Macroscale analysis of mistletoe host ranges in the Andean‐Patagonian forest

• The number of host species infected by a mistletoe (host range) is critical in that it influences prevalence, virulence and overall distribution of the parasite; however, macroecological analyses of this life history feature are lacking for many regions.
• The Andean‐Patagonian forest, found along the southern Andes from 35 °S to Tierra del Fuego at 55 °S, contains 12 mistletoe species in three families (Loranthaceae, Misodendraceae and Santalaceae). By tabulating herbarium records, the host ranges and geographical distributions of these mistletoes were explored.

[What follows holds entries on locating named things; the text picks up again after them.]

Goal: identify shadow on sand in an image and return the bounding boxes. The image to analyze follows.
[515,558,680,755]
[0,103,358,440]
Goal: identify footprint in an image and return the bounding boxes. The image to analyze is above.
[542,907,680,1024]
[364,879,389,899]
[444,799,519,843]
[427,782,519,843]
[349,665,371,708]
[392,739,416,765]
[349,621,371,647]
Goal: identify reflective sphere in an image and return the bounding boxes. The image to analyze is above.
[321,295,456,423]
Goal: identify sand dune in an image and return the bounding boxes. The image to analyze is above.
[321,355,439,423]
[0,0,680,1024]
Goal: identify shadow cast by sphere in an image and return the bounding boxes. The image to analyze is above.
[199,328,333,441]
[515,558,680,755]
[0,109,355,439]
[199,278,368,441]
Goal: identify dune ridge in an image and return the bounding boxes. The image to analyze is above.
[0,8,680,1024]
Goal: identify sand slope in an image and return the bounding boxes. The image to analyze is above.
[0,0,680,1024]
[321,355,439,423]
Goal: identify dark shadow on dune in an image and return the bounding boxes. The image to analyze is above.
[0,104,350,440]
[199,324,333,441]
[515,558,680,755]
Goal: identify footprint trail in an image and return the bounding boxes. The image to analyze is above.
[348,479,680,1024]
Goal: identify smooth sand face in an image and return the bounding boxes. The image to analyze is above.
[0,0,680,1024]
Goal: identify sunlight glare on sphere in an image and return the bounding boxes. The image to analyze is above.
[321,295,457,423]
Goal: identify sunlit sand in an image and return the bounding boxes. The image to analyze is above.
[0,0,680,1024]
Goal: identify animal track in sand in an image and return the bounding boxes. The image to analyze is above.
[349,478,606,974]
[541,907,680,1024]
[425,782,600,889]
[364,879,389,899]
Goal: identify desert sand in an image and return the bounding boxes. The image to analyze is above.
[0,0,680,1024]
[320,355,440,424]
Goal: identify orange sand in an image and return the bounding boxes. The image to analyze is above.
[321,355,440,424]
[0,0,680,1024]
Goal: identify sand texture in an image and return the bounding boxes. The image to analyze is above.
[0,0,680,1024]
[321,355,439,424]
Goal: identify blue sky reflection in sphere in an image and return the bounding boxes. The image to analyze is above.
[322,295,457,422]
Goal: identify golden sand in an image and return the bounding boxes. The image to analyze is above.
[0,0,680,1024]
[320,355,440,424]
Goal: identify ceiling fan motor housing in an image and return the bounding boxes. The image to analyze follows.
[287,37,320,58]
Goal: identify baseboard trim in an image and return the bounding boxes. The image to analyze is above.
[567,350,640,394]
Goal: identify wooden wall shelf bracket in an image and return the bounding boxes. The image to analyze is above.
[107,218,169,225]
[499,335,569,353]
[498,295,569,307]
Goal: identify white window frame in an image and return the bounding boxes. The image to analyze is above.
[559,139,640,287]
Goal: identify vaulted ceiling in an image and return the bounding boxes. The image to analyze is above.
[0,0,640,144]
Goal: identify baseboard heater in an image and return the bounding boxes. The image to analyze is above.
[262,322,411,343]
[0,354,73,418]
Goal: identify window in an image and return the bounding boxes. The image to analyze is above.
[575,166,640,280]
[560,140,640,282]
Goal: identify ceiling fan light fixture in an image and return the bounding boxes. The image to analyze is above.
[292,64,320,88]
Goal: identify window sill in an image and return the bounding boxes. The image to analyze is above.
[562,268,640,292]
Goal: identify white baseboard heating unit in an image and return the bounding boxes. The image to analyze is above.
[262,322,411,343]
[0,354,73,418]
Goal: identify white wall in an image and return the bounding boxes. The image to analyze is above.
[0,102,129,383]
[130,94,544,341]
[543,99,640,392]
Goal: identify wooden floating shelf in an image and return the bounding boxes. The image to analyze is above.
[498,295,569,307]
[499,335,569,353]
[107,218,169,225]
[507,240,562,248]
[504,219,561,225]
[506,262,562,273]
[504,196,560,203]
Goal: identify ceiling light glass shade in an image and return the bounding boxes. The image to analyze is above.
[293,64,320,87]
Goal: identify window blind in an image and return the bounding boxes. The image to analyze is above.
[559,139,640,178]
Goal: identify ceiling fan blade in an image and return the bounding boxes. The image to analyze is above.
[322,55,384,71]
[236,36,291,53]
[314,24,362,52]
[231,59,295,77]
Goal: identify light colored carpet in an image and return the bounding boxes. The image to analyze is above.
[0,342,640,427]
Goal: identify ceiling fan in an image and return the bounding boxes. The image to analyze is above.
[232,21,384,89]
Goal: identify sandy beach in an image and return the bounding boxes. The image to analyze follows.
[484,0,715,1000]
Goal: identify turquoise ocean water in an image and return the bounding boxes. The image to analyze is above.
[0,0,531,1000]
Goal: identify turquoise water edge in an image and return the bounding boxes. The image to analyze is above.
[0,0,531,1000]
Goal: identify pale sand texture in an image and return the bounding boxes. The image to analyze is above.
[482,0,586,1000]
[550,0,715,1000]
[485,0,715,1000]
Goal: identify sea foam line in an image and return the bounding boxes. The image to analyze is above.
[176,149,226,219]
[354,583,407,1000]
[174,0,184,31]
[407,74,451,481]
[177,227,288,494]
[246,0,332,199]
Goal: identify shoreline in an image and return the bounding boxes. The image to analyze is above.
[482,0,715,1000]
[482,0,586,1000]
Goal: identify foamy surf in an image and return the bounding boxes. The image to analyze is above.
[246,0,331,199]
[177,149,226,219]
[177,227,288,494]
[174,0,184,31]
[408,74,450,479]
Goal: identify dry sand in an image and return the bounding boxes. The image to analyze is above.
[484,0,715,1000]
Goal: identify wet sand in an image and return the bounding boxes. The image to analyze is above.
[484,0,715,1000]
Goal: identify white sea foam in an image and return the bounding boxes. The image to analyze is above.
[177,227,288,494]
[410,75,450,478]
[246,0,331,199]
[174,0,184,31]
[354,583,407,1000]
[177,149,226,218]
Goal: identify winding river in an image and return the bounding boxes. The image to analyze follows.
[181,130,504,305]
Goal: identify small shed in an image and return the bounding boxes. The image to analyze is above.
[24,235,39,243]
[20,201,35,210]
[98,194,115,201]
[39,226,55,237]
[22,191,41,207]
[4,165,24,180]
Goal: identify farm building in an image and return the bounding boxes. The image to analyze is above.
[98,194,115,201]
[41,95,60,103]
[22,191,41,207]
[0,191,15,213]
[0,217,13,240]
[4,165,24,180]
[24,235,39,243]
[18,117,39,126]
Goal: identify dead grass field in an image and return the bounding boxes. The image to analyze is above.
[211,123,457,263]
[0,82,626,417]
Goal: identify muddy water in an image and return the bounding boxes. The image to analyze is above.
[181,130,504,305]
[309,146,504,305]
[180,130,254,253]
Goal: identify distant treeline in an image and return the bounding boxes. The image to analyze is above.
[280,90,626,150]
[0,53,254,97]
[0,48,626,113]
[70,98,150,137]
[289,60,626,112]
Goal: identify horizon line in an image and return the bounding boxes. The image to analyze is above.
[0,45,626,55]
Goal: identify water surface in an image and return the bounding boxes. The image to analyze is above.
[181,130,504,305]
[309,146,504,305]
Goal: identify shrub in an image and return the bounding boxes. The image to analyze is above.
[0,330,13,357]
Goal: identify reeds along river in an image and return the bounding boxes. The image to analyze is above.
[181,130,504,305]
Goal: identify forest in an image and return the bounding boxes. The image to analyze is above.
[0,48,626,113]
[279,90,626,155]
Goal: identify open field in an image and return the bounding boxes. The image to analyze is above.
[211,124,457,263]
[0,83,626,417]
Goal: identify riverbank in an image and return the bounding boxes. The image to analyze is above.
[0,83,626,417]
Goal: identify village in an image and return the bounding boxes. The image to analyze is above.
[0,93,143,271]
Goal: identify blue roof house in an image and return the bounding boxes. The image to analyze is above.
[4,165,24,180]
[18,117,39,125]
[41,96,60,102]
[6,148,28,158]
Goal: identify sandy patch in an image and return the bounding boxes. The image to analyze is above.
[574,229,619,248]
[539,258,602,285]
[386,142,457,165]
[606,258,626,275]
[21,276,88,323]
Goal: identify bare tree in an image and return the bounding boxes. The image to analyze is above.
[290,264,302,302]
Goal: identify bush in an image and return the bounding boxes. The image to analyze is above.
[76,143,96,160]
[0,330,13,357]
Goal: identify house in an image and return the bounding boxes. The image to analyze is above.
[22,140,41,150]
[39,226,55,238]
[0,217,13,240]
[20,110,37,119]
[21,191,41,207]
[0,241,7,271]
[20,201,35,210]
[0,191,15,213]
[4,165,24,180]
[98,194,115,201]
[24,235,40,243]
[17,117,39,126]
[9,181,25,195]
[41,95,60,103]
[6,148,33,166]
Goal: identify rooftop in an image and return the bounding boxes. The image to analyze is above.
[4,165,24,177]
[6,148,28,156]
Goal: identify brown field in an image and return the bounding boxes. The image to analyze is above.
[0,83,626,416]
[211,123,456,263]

• Our results show that these parasites occur on 43 plant species in 24 families but with varying degrees of specificity. All Misodendrum species and Desmaria mutabilis (Loranthaceae) are specialists that use Nothofagus as their primary hosts. Tristerix and Notanthera (Loranthaceae) and Antidaphne and Lepidoceras (Santalaceae) are generalists parasitizing more than six host species from several genera and families. Although many of the mistletoe species are sympatric, there is low overlap in host use.
• Our data show that in the southern South American bioregion, generalist mistletoes have smaller geographic ranges than specialists. This contrast with a previous hypothesis that predicted mistletoes with large geographic ranges would also have large host ranges, and conversely, less diverse regions would have more specialised mistletoes.